Refractory or relapsed (r/r) acute myeloid leukemia (AML) is associated with a relatively poor prognosis, even in patients who undergo allogeneic hematopoietic stem cell transplantation (allo-HSCT), emphasizing the critical need for novel therapies. Approximately 30% of AML patients express CD7 on their leukemic blasts and malignant progenitor cells. Naturally selected CD7 CAR-T (NS7CAR-T) therapy has shown significant efficacy with a favorable safety profile in T-cell lymphoid malignancies. In a phase I clinical study (https://clinicaltrials.gov NCT04938115), we investigated the safety and efficacy of CAR-T therapy for treating r/r AML patients with CD7-positive disease.


Peripheral blood mononuclear cells were obtained from either the patients themselves (n=9) or the transplant donor (n=1) in cases of relapse post-transplant. T-cells were then purified using CD3+ magnetic beads. The second-generation CD7CAR with a 4-1BB costimulatory domain was manufactured following the manufacturer's protocol. Before the CAR-T cell infusion, bridging therapies were permitted for patients with rapid disease progression. All patients received intravenous fludarabine (30mg/m2/d) and cyclophosphamide (300mg/m2/d) lymphodepletion chemotherapy for three consecutive days (Day -5 to Day -3). The median time from leukapheresis to CAR-T cell infusion was 15 days.

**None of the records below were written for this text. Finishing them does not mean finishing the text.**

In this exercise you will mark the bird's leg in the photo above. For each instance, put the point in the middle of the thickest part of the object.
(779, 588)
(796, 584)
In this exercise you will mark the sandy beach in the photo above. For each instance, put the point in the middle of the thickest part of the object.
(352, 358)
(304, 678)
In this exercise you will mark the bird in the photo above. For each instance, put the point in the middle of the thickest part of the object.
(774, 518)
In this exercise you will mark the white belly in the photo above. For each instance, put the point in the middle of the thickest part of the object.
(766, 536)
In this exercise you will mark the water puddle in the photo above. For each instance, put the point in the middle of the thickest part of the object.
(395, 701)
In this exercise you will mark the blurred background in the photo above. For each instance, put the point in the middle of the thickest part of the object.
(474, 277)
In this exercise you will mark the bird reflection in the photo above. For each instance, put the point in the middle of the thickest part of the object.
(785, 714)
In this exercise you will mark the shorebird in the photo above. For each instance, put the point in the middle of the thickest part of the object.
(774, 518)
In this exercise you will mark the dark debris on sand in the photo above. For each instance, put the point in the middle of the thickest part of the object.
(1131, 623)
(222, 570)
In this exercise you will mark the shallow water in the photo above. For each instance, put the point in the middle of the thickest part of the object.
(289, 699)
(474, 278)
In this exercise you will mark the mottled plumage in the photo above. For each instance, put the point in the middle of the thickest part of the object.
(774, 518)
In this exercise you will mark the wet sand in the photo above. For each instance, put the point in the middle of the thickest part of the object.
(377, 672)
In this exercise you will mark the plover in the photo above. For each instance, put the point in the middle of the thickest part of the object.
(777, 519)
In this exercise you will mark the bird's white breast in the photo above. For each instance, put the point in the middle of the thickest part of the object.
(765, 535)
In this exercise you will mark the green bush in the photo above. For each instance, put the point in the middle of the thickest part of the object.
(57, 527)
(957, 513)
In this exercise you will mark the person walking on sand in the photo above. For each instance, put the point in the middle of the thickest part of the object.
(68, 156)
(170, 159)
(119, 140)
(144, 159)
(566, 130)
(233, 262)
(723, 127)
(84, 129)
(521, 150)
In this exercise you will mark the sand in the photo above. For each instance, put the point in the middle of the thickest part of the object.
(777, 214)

Between June 2021 and January 2023, we enrolled 10 patients with CD7-positive r/r AML (CD7 expression >50% with good intensity) and administered NS7CAR-T cell infusions, with 4 receiving a low dose (5×105/kg) and 6 receiving a medium dose (1×106/kg). Table 1 displays the characteristics of the enrolled patients, revealing a median age of 34 years (7-63 years) and median bone marrow (BM) blasts percentage by flow cytometry (FCM) of 17.0% (2.0-72.7%) at enrollment. One patient presented with diffuse extramedullary disease (EMD). Before enrollment, patients had undergone a median of 9 (range: 3-17) prior lines of therapy. Seven patients had a history of allo-HSCT and the median interval period from the prior transplant to relapse was 12.5 months (3.5-19.5 months). Following infusion, the median peak of circulating NS7CAR-T cells was 2.72×105 copies/μg (0.671~5.41×105 copies/μg) genomic DNA, which occurred around Day 21 (Day 14 - Day 21) based on q-PCR, with 64.68% (40.08%~92.02%) occurring on Day 17 (Day 11 - Day 21) according to FCM. The median transduction efficiency of the products was 95.6% (70.4%-98.5%).

At four weeks post NS7CAR-T cell infusion, 7/10 (70%) patients achieved complete remission (CR) in BM, and 6 of them attained minimal residual disease (MRD)-negative CR. Three patients showed no remission (NR), including 1 with EMD who had partial remission (PR) based on PET-CT evaluation on Day 35. All NR patients were found lost CD7. The median observation time was 178 days (28-752 days). Among the 7 patients who achieved CR, 3 who relapsed from prior transplants underwent consolidative 2nd allo-HSCT about 2 months after CD7 CAR T-cell infusion. Two patients remained in leukemia-free survival on day 752 and day 315, respectively, while 1 patient died on day 241 due to transplant-related mortality. Among the other 4 patients without consolidative allo-HSCT, 3 relapsed on day 47, day 83, and day 115, respectively (all 3 patients were found to have CD7 loss), and 1 patient died from lung infection.

Post-infusion, the majority of patients (80%) experienced mild cytokine release syndrome (CRS), with 7 displaying grade I and 1 having grade II CRS, while 2 patients (20%) experienced grade III CRS. None of the patients had neurotoxicity. Among the 7 patients with prior allo-HSCT, 1 who had a relapse approximately 100 days after prior allo-HSCT developed mild skin graft-versus-host disease following CAR-T therapy.


Our study highlights the NS7CAR-T therapy as a promising approach for achieving a favorable initial CR in CD7-positive AML patients, even in those who have undergone extensive prior treatments and experienced relapse post allo-HSCT. It potentially could serve as a bridging therapy before transplant. CD7 loss is a major issue either in NR patients or relapsed patients. The safety profile of NS7CAR-T therapy was manageable. However, to comprehensively assess the efficacy of NS7CAR-T in treating CD7-positive AML, further data from a larger cohort of patients and longer follow-up time are essential.

Disclosures: No relevant conflicts of interest to declare.